Le corps législatif, composé de députés opposés au gouvernement, a également mis en cause sa sœur, Karina Milei, pour avoir organisé des réunions et facilité l’accès au palais présidentiel en lien avec l’initiative numérique.
Le document parlementaire qualifie l’opération de prétendue manœuvre frauduleuse internationale. Il indique que la publication par le président du contrat d’achat du token sur son compte X a été un facteur déterminant pour légitimer le lancement de l’actif le 14 février.
Le rapport décrit un modèle opérationnel commençant par une concentration initiale de jetons, suivie de l’approbation d’une personnalité publique attirant les acheteurs, et se terminant par un retrait massif de liquidités par les développeurs – un système connu sous le nom de « rug pull ».
L’analyse de la commission précise que 114 410 portefeuilles numériques ont enregistré des pertes financières. Parmi celles-ci, 498 adresses ont perdu plus de 100 000 dollars américains et 3 144 autres ont subi des pertes comprises entre 10 000 et 100 000 dollars. En revanche, seules 36 adresses ont réalisé des bénéfices substantiels.

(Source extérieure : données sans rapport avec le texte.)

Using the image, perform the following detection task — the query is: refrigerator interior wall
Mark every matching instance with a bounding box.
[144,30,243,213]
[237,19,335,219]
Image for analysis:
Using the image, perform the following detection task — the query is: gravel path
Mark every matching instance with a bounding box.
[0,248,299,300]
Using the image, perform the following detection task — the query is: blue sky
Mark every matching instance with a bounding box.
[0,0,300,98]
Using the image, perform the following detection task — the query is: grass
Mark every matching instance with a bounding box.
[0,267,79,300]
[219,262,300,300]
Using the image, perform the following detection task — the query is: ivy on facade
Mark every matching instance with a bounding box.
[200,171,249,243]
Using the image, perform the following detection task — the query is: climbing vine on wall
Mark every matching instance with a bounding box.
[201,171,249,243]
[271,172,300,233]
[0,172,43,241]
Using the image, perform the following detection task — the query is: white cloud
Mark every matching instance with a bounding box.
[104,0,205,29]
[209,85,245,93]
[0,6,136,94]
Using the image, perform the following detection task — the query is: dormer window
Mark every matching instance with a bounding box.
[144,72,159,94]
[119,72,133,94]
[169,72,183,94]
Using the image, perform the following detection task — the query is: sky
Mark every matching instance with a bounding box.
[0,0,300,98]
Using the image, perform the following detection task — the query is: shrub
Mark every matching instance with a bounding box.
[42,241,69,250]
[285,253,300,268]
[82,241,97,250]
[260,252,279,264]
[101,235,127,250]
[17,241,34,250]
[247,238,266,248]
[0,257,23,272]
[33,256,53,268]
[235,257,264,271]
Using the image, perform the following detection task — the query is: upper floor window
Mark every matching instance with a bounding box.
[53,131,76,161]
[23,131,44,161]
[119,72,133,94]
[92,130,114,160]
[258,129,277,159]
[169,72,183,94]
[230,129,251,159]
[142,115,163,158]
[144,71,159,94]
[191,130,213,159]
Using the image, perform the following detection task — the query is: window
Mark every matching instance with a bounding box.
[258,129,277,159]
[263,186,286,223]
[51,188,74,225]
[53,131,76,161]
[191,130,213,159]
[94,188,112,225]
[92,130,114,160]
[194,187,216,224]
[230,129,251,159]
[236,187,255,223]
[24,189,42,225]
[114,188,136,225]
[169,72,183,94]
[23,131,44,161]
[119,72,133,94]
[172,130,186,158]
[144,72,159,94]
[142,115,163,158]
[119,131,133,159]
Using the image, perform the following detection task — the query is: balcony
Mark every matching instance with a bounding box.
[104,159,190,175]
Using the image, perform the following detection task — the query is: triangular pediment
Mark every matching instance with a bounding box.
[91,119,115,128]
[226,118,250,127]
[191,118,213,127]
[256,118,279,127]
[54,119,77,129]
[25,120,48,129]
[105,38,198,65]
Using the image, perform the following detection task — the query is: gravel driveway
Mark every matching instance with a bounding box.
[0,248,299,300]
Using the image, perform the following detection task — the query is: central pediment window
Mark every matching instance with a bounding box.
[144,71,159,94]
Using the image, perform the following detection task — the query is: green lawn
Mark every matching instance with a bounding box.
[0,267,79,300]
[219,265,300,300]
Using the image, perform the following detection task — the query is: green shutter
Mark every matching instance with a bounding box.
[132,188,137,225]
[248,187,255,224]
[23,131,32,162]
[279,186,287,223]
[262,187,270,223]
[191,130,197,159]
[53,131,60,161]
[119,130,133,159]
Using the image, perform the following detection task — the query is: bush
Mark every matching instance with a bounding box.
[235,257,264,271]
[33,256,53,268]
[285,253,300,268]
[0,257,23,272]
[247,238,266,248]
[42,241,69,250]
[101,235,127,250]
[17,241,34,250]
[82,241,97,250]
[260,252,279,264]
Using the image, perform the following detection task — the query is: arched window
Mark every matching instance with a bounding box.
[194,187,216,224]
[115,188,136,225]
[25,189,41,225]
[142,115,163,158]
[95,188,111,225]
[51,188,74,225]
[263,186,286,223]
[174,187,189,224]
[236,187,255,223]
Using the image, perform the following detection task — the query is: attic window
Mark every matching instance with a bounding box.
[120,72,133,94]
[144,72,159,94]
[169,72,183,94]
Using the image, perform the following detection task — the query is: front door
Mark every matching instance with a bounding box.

Les législateurs ont souligné que l’État argentin n’avait procédé à aucune évaluation du projet avant que la présidence n’en fasse la promotion publique.
Le rapport examine également les relations entre les personnes directement impliquées dans le lancement : l’homme d’affaires américain Hayden Davis et les citoyens Mauricio Novelli et Manuel Terrones Godoy.
Il précise que le Secrétariat général de la présidence, sous la direction de Karina Milei, a autorisé l’accès de ces personnes au bâtiment gouvernemental. L’enquête s’est heurtée à des résistances, plusieurs députés ayant signalé un manque de coopération de la part des responsables du pouvoir exécutif.
Le ministre de la Justice Mariano Cúneo Libarona, le chef du Bureau anti-corruption Alejandro Melik et l’ancienne chef de l’unité d’enquête LIBRA, Florencia Zicavo, seront officiellement dénoncés pour non-coopération.
Développements judiciaires et mesures conservatoires
La réponse du parti au pouvoir a été immédiate. Les députés de La Libertad Avanza ont qualifié le travail de la commission d’excès parlementaire dépourvu de fondement juridique, affirmant qu’elle avait agi de manière arbitraire et que ses conclusions visaient à affronter le système judiciaire plutôt qu’à le compléter.
Les législateurs de l’opposition, dans leurs conclusions, préviennent que le président aurait violé les règles d’éthique publique et brouillé les frontières entre les intérêts privés et les fonctions de l’État.
Parallèlement à l’enquête parlementaire, la justice fédérale a fait valoir sa propre cause. Le juge Marcelo Martínez de Giorgi a ordonné le gel des avoirs de Hayden Davis, l’un des créateurs de LIBRA.
La mesure conservatoire vise à sécuriser les fonds estimés entre 100 et 120 millions de dollars liés à la fraude présumée. Ce gel empêche tout transfert ou mouvement d’actifs et vise à bloquer d’éventuelles routes de fuite des capitaux.